The White Sox know all about long odds and oddities. Last spring they activated Bo Jackson to the frustration of some teammates, who resented the media circus surrounding his comeback attempt. Last summer general manager Ron Schueler drafted his daughter, Carey. Last fall team management tried to activate 70-year-old Minnie Minoso to play in one game. Jordan has not told Schueler that he wants to try out for the Sox, but the G.M. told WGN in Chicago last week that Mike in spikes is "a long shot."
Is it? Ask the BP pitcher. The BP pitcher at old Comiskey Park will tell you about two long shots. On the afternoon of July 25, 1990, Dave LaRoche, a Sox coach at the time, threw soft tosses to Jordan during batting practice. Insulted, Jordan told him to turn up the heat. Throwing around 70 mph—20 below big league speed—LaRoche was twice taken deep by a vacationing Jordan. One of the balls caromed off the facing of the second deck in leftfield.
Are the possibilities intriguing? Ask da Bears. Da Bears are the pro football team in Chicago. "Michael certainly hasn't said that he wants to come and try out," says Doug Green, a Bear spokesman. "But we'd love to have him." (Wink.)
Jordan is a close friend of Bear defensive lineman Richard Dent's and attends three or four games a year at Soldier Field. He watches from the Gatorade corporate skybox. "He used to watch from the sideline," says Green, "but that became an insurance problem. One play out of bounds, and he could own the Bears."
Figuratively speaking, couldn't he own just about any sport? Ask the Chicago Blackhawks. On second thought, the Blackhawks won't return repeated telephone calls, so ask Bridgers instead. "No," he says. "Mike doesn't like to go anywhere near water. Even if it's frozen."
This does not square with the fact that Jordan went skiing, for the first time in his life, in Aspen, Colo., over the holidays. "Oh, yeah," Falk says, when asked if Jordan will dabble for fun in still other sports. "Absolutely."
Absolutely? Ask the best friend. The best friend knows Jordan can fire a 69 at you on the golf course on the rare occasions that he can play without distractions. He can also fire an 89. "That's from way back at the gold tees," says Bridgers. "I tell him, 'Mike, I'd have to dial 1 just to get to the fairway from there.' "
Dialing 8, of course, is baseball slang for hitting a home run. When Bridgers and Jordan were state Little League champions as 12-year-olds, playing in a regional tournament in Lawrenceville, Ga., someone offered a steak dinner for anyone who could hit a home run. "Cook the dinner," said Jordan, who then hit a home run in the second game of the tournament.

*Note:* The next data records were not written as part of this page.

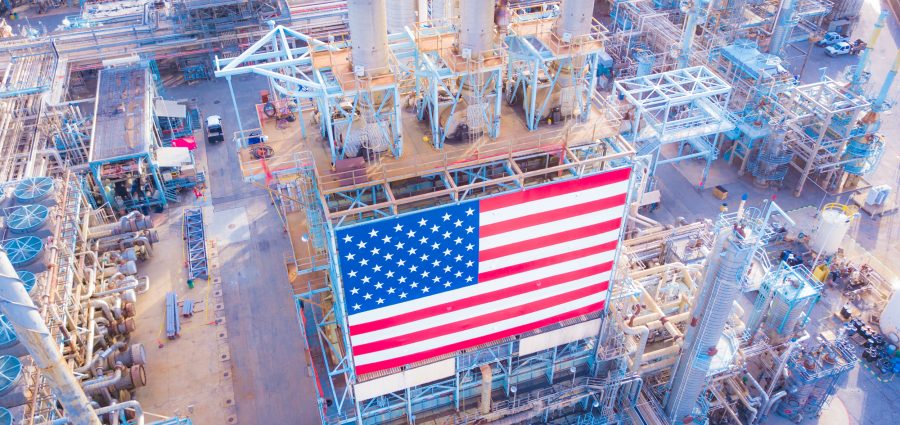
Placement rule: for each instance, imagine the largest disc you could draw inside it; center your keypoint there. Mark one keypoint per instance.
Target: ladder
(195, 243)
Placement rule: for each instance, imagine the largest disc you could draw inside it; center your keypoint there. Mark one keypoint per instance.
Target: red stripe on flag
(548, 216)
(550, 240)
(556, 189)
(547, 261)
(486, 319)
(478, 299)
(412, 358)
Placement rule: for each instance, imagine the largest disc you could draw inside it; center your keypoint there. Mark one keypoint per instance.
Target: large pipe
(34, 335)
(131, 404)
(878, 104)
(783, 25)
(476, 26)
(856, 81)
(696, 8)
(368, 35)
(726, 264)
(487, 379)
(575, 18)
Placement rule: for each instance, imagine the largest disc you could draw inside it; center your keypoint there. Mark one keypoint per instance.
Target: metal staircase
(195, 243)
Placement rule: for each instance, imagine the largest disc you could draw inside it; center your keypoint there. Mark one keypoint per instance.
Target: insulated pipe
(102, 382)
(123, 288)
(107, 311)
(100, 356)
(487, 378)
(783, 24)
(768, 407)
(762, 393)
(92, 272)
(856, 81)
(575, 18)
(476, 26)
(34, 335)
(131, 404)
(368, 35)
(139, 240)
(878, 104)
(643, 332)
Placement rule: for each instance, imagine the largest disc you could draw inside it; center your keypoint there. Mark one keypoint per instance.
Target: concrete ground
(268, 371)
(862, 397)
(269, 374)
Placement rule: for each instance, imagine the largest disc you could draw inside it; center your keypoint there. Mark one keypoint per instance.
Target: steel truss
(551, 75)
(354, 111)
(448, 85)
(822, 119)
(319, 296)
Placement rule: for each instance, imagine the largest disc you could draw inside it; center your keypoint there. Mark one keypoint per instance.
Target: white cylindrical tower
(368, 35)
(834, 222)
(401, 13)
(476, 26)
(575, 17)
(443, 9)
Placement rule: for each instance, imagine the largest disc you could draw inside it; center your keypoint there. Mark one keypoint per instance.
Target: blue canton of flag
(389, 262)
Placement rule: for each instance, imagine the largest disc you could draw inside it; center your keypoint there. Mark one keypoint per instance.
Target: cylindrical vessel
(834, 222)
(575, 18)
(33, 333)
(401, 13)
(443, 9)
(476, 26)
(368, 35)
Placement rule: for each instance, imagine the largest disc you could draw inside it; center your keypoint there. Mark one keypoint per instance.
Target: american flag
(433, 282)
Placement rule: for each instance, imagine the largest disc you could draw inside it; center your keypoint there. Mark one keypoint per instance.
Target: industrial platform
(449, 212)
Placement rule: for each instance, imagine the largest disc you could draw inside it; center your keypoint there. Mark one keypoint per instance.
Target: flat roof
(122, 114)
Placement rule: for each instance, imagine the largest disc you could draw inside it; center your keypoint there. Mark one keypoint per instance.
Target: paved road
(270, 375)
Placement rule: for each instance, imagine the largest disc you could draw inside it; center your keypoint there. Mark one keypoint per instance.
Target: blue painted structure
(552, 77)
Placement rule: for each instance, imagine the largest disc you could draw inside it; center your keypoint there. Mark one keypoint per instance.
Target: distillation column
(25, 318)
(695, 11)
(726, 264)
(368, 36)
(783, 26)
(575, 19)
(857, 80)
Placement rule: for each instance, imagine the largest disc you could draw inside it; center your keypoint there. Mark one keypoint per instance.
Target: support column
(487, 378)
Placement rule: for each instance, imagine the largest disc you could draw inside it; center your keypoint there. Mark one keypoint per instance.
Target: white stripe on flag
(454, 338)
(481, 288)
(479, 310)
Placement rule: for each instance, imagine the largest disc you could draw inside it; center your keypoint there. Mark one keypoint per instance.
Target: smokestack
(575, 18)
(476, 26)
(368, 35)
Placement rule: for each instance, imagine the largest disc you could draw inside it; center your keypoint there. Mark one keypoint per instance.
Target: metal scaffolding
(684, 106)
(551, 71)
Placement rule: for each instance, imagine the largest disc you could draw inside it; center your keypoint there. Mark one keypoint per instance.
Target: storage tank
(890, 316)
(443, 9)
(792, 299)
(33, 190)
(24, 250)
(476, 26)
(575, 18)
(834, 222)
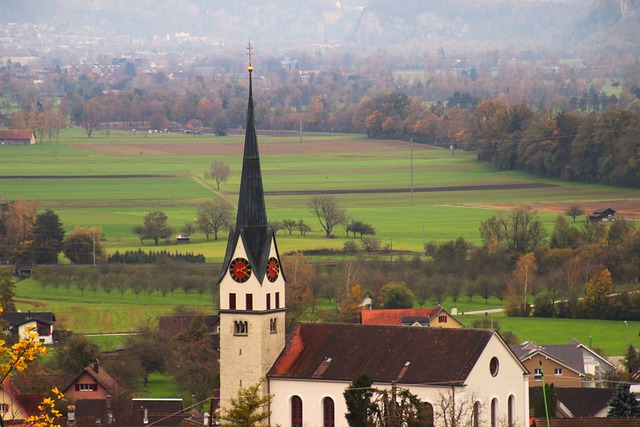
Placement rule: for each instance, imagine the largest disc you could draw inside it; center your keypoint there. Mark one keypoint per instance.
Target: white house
(471, 367)
(308, 370)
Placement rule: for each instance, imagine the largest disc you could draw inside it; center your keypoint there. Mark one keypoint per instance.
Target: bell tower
(252, 301)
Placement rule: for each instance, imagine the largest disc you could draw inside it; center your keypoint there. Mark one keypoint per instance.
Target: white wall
(510, 381)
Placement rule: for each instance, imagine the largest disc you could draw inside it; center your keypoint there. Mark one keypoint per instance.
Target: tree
(84, 246)
(218, 171)
(524, 277)
(156, 227)
(455, 411)
(213, 216)
(349, 308)
(597, 292)
(539, 409)
(358, 398)
(328, 212)
(91, 115)
(397, 295)
(624, 403)
(248, 408)
(7, 291)
(520, 231)
(48, 238)
(75, 353)
(574, 211)
(300, 272)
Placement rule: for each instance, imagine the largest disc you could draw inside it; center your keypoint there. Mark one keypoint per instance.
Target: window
(328, 412)
(511, 409)
(87, 387)
(476, 414)
(537, 374)
(296, 411)
(494, 412)
(240, 328)
(494, 366)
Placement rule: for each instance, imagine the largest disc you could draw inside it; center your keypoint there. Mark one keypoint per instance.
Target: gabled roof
(388, 353)
(101, 377)
(16, 134)
(570, 355)
(28, 403)
(18, 318)
(399, 316)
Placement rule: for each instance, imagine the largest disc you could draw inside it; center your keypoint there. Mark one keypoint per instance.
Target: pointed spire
(251, 207)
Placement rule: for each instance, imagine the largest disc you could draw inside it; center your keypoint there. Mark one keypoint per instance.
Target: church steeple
(252, 286)
(251, 220)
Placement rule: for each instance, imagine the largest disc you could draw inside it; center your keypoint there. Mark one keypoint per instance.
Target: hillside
(373, 24)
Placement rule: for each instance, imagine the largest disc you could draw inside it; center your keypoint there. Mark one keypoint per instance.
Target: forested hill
(371, 24)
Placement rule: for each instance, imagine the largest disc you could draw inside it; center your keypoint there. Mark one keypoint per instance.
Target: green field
(76, 178)
(404, 219)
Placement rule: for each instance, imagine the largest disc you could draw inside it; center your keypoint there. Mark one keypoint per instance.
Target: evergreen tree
(624, 404)
(357, 396)
(552, 402)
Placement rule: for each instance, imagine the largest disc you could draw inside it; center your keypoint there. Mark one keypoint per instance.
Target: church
(307, 371)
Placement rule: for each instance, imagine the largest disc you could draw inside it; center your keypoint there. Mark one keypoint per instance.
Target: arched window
(328, 412)
(511, 409)
(494, 412)
(296, 411)
(476, 414)
(428, 413)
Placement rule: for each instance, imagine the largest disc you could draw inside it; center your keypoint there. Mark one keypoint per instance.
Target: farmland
(114, 181)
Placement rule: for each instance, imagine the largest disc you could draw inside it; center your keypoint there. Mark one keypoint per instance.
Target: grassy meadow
(77, 179)
(89, 182)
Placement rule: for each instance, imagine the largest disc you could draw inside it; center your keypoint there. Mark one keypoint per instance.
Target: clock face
(273, 269)
(240, 270)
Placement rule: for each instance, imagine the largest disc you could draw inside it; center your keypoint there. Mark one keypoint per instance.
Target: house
(434, 317)
(308, 370)
(578, 402)
(319, 362)
(18, 323)
(603, 214)
(565, 365)
(17, 137)
(15, 406)
(93, 383)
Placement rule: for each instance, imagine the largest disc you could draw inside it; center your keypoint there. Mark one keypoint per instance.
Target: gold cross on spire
(250, 54)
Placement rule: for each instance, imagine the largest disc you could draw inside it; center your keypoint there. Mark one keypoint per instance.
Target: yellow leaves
(47, 411)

"He was a good player," says Bridgers. "Mike was a pitcher, and he had what we called a curve, but it was really a slider. It would come right at you and break away. You'd bail out, and he'd stick his tongue at you and laugh. He was a power hitter. In practice, he liked to try to switch sides, from right to left. And if you struck out for the third out and he was up next, he was mad."
Fine. That's Little League. But can he play in the Big Leagues?
"He can," says Bridgers. "I'd love to see it. He still plays softball in Chicago. A couple years ago I asked him, 'Mike, how can you do that? You can't even go out in public, and you're playing softball?' He said, 'Dave, I just love the game.' "
Fine. But will he or won't he be in Sarasota? "If he can't be competitive, he won't do it," says Bridgers. "I'm sure that's what he's weighing right now. And if he decides not to try it, he'll just leave it at 'Man, I wonder what it would have been like.' "
Will he or won't he leave it at that? "I'll say he will go for it," concludes the best friend. "I've known him a long time, and if he's taking two hours of batting practice a day, he's serious; he's going to try it. He's in shape, that's not a problem. The question is, will the people nail him to a cross? If he's not a superstar, will people still accept him?"
Will you? Just ask yourself: Why flee from the notion of Michael Jordan in rightfield for the White Sox? Why shrink from the heat of this winter stove? Why bother to resist? After all, You run, and he'll gun.